Black & Beautiful, Soul & Madness


Restocked. The original 1968 studio recording of Black & Beautiful, Soul & Madness by Amiri Baraka & The Spirit House Movers is finally available. Originally released on Baraka's legendary Jihad label (along with the Sun Ra/LeRoi Jones collaboration A Black Mass. "After 40 years of constant chatter and occasionally a snippet heard by some radio DJ who had a copy, this record has for most people been something that they heard about but never heard. 'Beautiful Black Women' was both a love song and an anthem coming to us in the midst of the fire that was the '60s. 'Madness' was always my favorite because it spoke about the ultimate conclusion of a society going mad. It is even more relevant today than it was then. With this release, Sonboy Records continues its commitment to re-issuing the entire Jihad catalog." --Thomas J. Porter.

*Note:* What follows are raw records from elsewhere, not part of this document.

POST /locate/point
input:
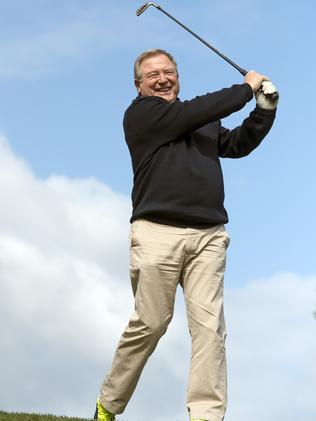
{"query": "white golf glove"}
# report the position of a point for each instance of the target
(267, 97)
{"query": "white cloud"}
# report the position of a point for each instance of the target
(65, 298)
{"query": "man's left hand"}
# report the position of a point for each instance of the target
(267, 97)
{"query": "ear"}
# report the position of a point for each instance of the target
(137, 85)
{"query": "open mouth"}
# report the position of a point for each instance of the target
(163, 90)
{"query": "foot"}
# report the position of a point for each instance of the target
(101, 414)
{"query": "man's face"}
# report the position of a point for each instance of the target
(159, 78)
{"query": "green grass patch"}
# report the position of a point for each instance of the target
(17, 416)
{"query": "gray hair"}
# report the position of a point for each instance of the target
(150, 53)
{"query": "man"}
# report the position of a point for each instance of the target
(177, 232)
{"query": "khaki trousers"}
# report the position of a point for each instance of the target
(162, 257)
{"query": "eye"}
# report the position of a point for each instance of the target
(152, 75)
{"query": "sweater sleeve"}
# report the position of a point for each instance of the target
(244, 139)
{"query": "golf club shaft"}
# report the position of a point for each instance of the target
(144, 7)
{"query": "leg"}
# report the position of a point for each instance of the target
(203, 290)
(155, 269)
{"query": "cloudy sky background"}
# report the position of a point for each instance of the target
(65, 181)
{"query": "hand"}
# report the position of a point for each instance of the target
(255, 80)
(267, 97)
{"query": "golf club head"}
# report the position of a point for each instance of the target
(145, 6)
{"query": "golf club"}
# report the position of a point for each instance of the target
(145, 6)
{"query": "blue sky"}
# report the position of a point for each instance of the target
(65, 81)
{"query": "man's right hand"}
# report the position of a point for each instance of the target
(255, 80)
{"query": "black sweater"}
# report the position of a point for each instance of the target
(175, 149)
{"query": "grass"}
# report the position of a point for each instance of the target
(17, 416)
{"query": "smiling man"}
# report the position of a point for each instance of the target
(178, 234)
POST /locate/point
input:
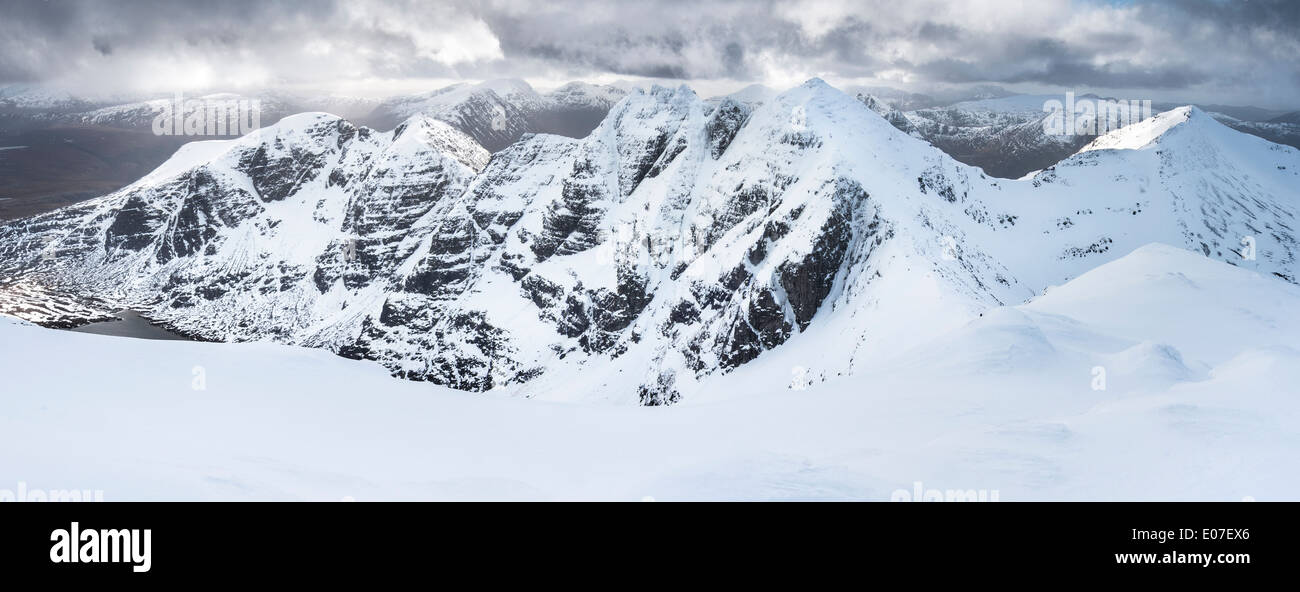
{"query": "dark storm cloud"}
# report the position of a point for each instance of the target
(1155, 44)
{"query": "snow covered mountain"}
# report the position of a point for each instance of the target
(1005, 135)
(649, 262)
(1197, 401)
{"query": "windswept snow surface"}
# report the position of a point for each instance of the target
(1201, 366)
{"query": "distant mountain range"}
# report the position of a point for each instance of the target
(683, 240)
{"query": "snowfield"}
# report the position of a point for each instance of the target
(1199, 359)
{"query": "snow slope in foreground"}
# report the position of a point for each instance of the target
(1201, 368)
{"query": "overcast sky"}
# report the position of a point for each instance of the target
(1231, 52)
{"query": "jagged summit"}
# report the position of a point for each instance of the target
(680, 241)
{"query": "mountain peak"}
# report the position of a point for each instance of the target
(1151, 130)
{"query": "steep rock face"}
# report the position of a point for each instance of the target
(274, 236)
(677, 242)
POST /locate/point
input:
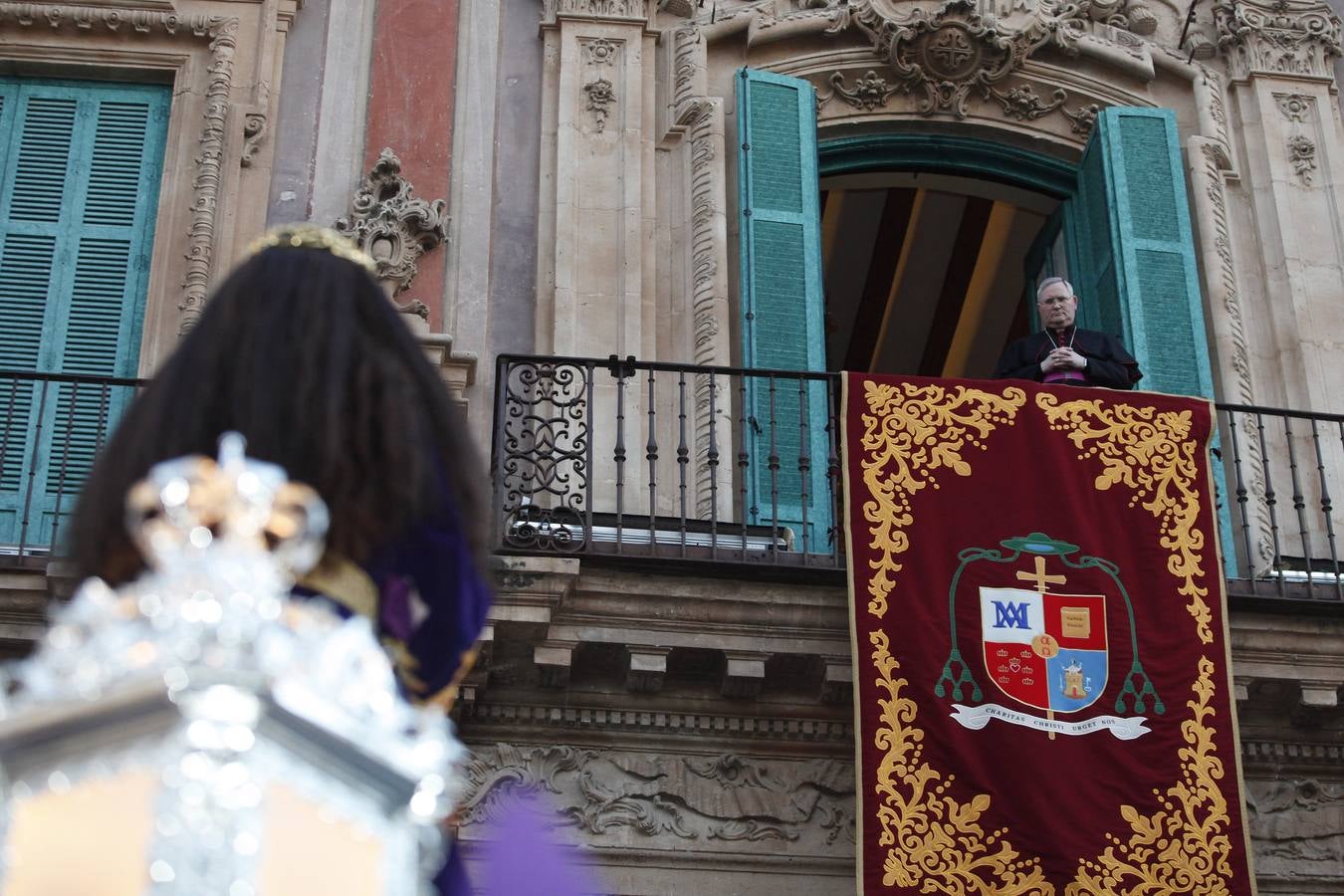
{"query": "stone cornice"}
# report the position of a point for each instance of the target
(652, 722)
(1278, 38)
(222, 34)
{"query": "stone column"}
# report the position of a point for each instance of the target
(595, 237)
(1281, 64)
(597, 179)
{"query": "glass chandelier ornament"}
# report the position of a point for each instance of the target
(199, 733)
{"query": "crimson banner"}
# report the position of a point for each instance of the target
(1040, 654)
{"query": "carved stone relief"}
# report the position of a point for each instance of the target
(1278, 37)
(394, 227)
(254, 130)
(601, 97)
(601, 58)
(959, 50)
(613, 796)
(1301, 154)
(1294, 107)
(1297, 826)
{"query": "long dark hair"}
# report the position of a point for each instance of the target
(303, 353)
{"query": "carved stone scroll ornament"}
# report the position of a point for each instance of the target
(955, 50)
(222, 34)
(723, 798)
(394, 227)
(1297, 826)
(601, 97)
(1301, 154)
(1278, 37)
(254, 130)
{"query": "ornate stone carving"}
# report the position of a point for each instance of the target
(1297, 826)
(870, 92)
(601, 97)
(955, 50)
(394, 227)
(1212, 206)
(1301, 154)
(1294, 107)
(254, 130)
(1024, 105)
(222, 34)
(723, 798)
(1081, 119)
(1278, 37)
(664, 723)
(599, 51)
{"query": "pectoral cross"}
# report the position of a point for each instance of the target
(1040, 580)
(1039, 576)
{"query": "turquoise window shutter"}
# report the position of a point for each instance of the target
(77, 210)
(1135, 237)
(782, 303)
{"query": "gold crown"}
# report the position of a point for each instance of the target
(312, 237)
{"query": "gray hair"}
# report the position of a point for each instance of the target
(1051, 281)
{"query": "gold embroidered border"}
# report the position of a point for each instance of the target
(909, 434)
(1185, 846)
(1152, 453)
(933, 837)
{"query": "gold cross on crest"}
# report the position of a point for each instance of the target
(1039, 576)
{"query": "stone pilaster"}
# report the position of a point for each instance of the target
(1281, 61)
(595, 239)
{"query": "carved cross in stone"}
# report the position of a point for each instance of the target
(1039, 576)
(951, 50)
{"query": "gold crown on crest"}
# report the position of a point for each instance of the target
(312, 237)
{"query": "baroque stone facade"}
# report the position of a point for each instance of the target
(688, 733)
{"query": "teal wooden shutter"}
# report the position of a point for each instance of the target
(782, 303)
(1132, 227)
(77, 208)
(1132, 231)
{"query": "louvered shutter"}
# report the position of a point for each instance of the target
(76, 230)
(782, 304)
(1133, 238)
(1132, 223)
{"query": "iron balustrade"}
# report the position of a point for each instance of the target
(51, 430)
(1282, 469)
(741, 468)
(667, 461)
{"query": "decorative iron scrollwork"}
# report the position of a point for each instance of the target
(544, 461)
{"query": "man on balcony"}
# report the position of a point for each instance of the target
(1064, 353)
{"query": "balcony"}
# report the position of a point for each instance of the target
(737, 472)
(51, 429)
(713, 470)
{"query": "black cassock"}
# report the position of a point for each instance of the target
(1108, 361)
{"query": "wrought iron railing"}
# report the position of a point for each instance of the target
(674, 462)
(667, 461)
(1281, 469)
(51, 429)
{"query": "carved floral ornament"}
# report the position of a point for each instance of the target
(394, 227)
(1278, 37)
(951, 53)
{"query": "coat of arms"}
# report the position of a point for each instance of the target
(1044, 649)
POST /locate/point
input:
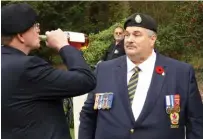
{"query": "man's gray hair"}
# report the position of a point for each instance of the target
(151, 33)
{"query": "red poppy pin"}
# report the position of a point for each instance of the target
(160, 70)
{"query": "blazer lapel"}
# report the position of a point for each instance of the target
(154, 90)
(120, 74)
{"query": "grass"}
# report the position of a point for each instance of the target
(72, 133)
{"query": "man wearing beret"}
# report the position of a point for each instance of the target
(143, 95)
(32, 90)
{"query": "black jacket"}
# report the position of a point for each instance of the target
(32, 90)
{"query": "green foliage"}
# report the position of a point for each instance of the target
(99, 44)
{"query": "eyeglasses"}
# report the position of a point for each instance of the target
(118, 33)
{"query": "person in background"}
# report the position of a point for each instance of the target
(116, 49)
(31, 89)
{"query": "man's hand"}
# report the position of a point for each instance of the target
(56, 39)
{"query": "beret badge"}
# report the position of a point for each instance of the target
(138, 19)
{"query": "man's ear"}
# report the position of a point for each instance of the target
(20, 38)
(153, 40)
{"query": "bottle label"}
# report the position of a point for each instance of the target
(75, 36)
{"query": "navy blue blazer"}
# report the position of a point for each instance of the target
(32, 92)
(153, 122)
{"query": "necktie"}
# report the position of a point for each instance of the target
(132, 85)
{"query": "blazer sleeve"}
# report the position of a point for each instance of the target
(194, 126)
(47, 82)
(88, 117)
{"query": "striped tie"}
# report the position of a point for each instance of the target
(132, 85)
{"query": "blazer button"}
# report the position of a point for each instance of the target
(132, 130)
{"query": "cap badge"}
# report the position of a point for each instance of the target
(138, 19)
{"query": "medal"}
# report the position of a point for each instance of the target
(110, 100)
(96, 101)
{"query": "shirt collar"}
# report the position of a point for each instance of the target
(143, 66)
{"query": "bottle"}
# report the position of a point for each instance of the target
(76, 39)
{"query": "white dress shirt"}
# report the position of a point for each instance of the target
(144, 80)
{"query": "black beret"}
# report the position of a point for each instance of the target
(17, 18)
(141, 20)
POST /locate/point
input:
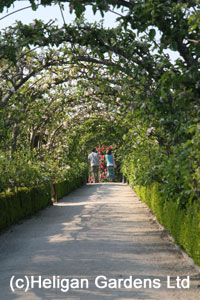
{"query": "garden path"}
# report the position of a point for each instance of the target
(99, 229)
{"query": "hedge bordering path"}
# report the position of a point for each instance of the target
(99, 229)
(26, 202)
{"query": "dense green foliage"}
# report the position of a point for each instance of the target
(65, 90)
(27, 201)
(184, 225)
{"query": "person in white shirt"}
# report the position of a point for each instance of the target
(94, 162)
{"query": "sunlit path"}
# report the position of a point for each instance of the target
(100, 229)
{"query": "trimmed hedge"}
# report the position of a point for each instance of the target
(183, 225)
(15, 206)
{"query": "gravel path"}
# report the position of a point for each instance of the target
(99, 242)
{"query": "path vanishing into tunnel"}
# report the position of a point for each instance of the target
(95, 239)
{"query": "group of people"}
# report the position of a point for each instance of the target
(94, 162)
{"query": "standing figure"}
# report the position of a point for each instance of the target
(94, 162)
(110, 164)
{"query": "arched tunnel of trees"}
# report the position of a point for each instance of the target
(66, 89)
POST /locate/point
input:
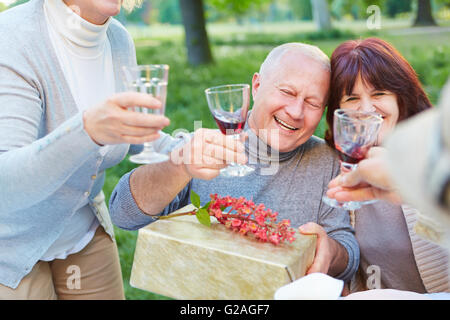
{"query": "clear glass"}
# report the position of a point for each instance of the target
(229, 106)
(151, 79)
(354, 132)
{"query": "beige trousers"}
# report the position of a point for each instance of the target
(93, 273)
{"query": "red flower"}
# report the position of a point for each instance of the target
(236, 222)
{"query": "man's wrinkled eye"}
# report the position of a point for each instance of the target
(314, 105)
(289, 93)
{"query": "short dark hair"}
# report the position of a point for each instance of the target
(380, 65)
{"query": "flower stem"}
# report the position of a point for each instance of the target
(176, 215)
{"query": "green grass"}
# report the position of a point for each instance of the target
(237, 56)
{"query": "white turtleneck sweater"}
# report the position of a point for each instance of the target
(84, 53)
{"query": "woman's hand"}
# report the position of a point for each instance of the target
(369, 181)
(113, 123)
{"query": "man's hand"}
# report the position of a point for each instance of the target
(331, 257)
(369, 181)
(207, 153)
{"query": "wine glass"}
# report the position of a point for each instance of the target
(151, 79)
(355, 132)
(229, 106)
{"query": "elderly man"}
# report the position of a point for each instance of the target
(289, 93)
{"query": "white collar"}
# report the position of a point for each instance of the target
(82, 37)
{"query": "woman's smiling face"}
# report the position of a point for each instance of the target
(366, 98)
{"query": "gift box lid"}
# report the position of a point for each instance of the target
(183, 259)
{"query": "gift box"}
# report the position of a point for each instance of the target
(183, 259)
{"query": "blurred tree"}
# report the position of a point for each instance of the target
(321, 14)
(424, 15)
(193, 17)
(394, 7)
(197, 43)
(302, 9)
(169, 12)
(237, 7)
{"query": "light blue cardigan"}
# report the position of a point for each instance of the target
(48, 163)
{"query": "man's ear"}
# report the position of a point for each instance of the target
(255, 84)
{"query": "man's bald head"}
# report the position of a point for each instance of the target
(274, 58)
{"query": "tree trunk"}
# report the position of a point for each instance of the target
(321, 14)
(197, 43)
(424, 16)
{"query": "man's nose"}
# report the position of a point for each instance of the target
(295, 110)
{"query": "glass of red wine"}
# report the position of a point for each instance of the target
(355, 132)
(229, 106)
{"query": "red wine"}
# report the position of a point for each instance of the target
(225, 123)
(354, 154)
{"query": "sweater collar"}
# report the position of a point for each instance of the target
(85, 38)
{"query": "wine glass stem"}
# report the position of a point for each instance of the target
(148, 147)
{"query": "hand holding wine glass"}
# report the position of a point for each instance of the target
(111, 122)
(151, 80)
(355, 132)
(229, 106)
(369, 181)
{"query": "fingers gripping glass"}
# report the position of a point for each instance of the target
(355, 132)
(229, 106)
(151, 79)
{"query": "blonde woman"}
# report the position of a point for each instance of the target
(62, 123)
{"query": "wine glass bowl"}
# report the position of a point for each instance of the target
(229, 107)
(354, 132)
(150, 79)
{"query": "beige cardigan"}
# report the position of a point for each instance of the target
(432, 260)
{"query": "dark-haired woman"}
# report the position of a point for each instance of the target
(371, 75)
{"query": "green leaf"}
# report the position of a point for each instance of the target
(206, 206)
(203, 217)
(195, 199)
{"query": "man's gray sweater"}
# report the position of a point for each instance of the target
(295, 191)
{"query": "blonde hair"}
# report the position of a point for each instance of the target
(129, 5)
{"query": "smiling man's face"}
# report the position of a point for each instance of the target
(289, 98)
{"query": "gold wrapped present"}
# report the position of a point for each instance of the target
(183, 259)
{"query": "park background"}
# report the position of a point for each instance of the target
(214, 42)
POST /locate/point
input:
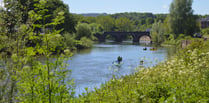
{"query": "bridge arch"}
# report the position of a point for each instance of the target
(120, 35)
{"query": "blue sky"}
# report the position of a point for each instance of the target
(118, 6)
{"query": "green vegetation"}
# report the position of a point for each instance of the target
(23, 77)
(181, 18)
(46, 28)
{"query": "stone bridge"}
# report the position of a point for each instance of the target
(120, 35)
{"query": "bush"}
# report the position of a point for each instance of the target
(84, 43)
(83, 30)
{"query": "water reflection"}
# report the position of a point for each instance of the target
(91, 68)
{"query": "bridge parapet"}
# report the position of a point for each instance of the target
(118, 35)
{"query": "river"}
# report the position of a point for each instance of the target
(92, 67)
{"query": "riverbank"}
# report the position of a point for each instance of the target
(183, 78)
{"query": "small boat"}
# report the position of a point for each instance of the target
(153, 49)
(145, 48)
(141, 62)
(116, 63)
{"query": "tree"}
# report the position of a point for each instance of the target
(107, 22)
(83, 30)
(181, 18)
(123, 24)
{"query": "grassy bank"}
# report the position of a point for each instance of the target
(183, 78)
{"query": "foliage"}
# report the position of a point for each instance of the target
(84, 43)
(107, 22)
(119, 59)
(183, 78)
(181, 18)
(69, 40)
(123, 24)
(205, 32)
(24, 78)
(83, 30)
(96, 28)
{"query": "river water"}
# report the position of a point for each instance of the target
(92, 67)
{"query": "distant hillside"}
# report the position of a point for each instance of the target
(93, 14)
(138, 16)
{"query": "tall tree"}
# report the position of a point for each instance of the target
(107, 22)
(181, 18)
(123, 24)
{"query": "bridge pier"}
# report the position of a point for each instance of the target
(120, 35)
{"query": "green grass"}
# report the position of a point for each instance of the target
(183, 78)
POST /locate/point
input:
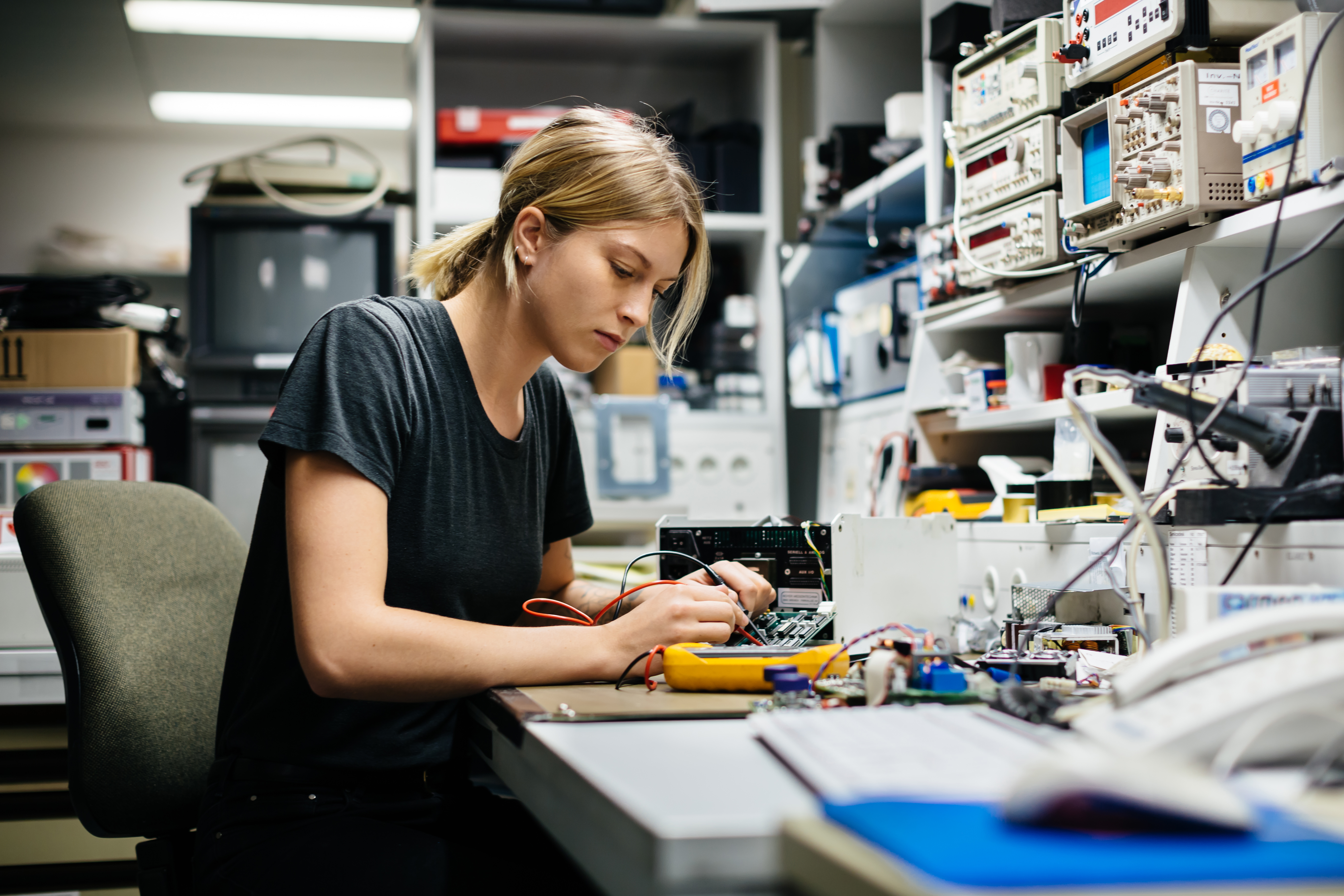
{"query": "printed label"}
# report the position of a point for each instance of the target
(800, 598)
(1220, 96)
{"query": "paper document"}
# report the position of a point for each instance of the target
(924, 753)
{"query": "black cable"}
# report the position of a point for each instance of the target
(715, 577)
(624, 675)
(1333, 481)
(1273, 241)
(1273, 508)
(1264, 279)
(1083, 275)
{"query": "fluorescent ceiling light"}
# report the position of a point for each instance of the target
(379, 113)
(300, 21)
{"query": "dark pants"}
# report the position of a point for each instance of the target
(263, 837)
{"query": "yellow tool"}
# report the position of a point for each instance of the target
(702, 667)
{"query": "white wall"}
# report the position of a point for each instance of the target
(859, 66)
(126, 184)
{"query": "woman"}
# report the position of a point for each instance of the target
(424, 481)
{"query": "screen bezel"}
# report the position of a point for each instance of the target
(1072, 132)
(207, 221)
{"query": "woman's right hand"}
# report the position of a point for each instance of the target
(675, 615)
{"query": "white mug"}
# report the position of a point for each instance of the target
(1026, 356)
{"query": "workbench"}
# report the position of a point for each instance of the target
(648, 807)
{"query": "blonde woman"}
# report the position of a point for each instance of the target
(424, 483)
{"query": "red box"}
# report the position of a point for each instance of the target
(472, 126)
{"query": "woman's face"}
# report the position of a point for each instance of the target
(593, 289)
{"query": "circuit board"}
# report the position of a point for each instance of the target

"The spoken word/soul/jazz albumBlack & Beautiful, Soul & Madness is both an invaluable artifact of its political and musical moment, as well as a challenge to contemporary listeners to listen harder and more thoughtfully about what our music is daring us to do. The opening track, 'Beautiful Black Women,' features Baraka reciting, or rather expounding, his poem with accompaniment by an understated bass by Bobby Lyle and the Singers cooing the refrain from 'Ooo Baby Baby' by Smokey Robinson and the Miracles. Anticipating the mash-up genre by several decades, Baraka and the Spirit House Movers throw down the gauntlet immediately: here we have, in one track, the soul-pop hit and Baraka's exhortation to and excoriation of a Black American culture obsessed with Whiteness, the one sound commenting on and complementing the other. The juxtaposition is precisely the point. The performance is an embodiment of Baraka's 'blues people' (articulated in his eponymous book), the continuum of Black music and art that, he argues, resists a (Western) aesthetic that would divide art into high and low or folk and serious. We are not allowed to simply sit back and groove, although the groove is still there. The album could almost be played at a party; if enough drinks are passed around, the party guests might not notice Baraka's conclusion that "The White man, at best, is corny"...The work is not merely historical or documentary (although that aspect of the recordings is crucially important); these records must be heard, in all their shocking beauty and ugliness, as part of a living art." -- Brent Mix/

"Black & Beautiful, Soul & Madness was the first word-music record I did completely devoted to this form. One piece on a New York Art Quartet side earlier, but Black & Beautiful was recorded at my home and in the small theater my wife, Amina, and I built there The Spirit House (33 Stirling St.) shortly after I had returned home to Newark, NJ, after the implosion of the Harlem based Blacks Arts Repertory Theater-School. Spirit House, like the Black Arts, was created to present Black theater, poetry, music and political dialogue. B&B was not the only side done on those premises, under the record label we created, Jihad A Black Mass with Sun Ra & His Myth Science Arkestra was another. Sonny's Time Now with Sonny Murray and Donald Ayler the third. B&B featured Yusef Iman, an actor I met at the Black Arts who began to come to the Spirit House after the Arts folded. Yusef was a member of the Spirit House Movers & Players which we shortened to The Spirit House Movers (inspired by the dudes in a bar we went to who worked for a moving company). The singing group B&B, the Jihad Singers, was an R&B singing group that Yusef was a member of, the lead singer Freddie Johnson, who I never saw again after the record date. All the musicians were local. Singer Aireen Eternal was Yusef's wife. In our mind we wanted to create world-music that reflected the Motown vibe so popular in the late-'60s. 'Beautiful Black Women' used Smokey Robinson's 'OOOH Baby, Baby' as a model. 'Black And Beautiful' was created by Yusef & Freddie and seemed a classic R&B du-wop send-up. But we also had a clear vision of what we wanted to say regarding the Afro-American struggle for equal rights and self-determination, at least we thought of ourselves as cultural workers, revolutionary artists 'pushing the program' as some of our cultural nationalist comrades were wont to say. I think you can feel our excitement and commitment." --Amiri Baraka, September, 2009
The Spirit House Movers: Freddy Johnson (lead & tenor), Leonard Cathcart (tenor), Aireen Eternal (2nd tenor), Gilbert Monk (baritone), Yusef Iman (bass), LeRoi Jones (Amiri Baraka) (spoken-word).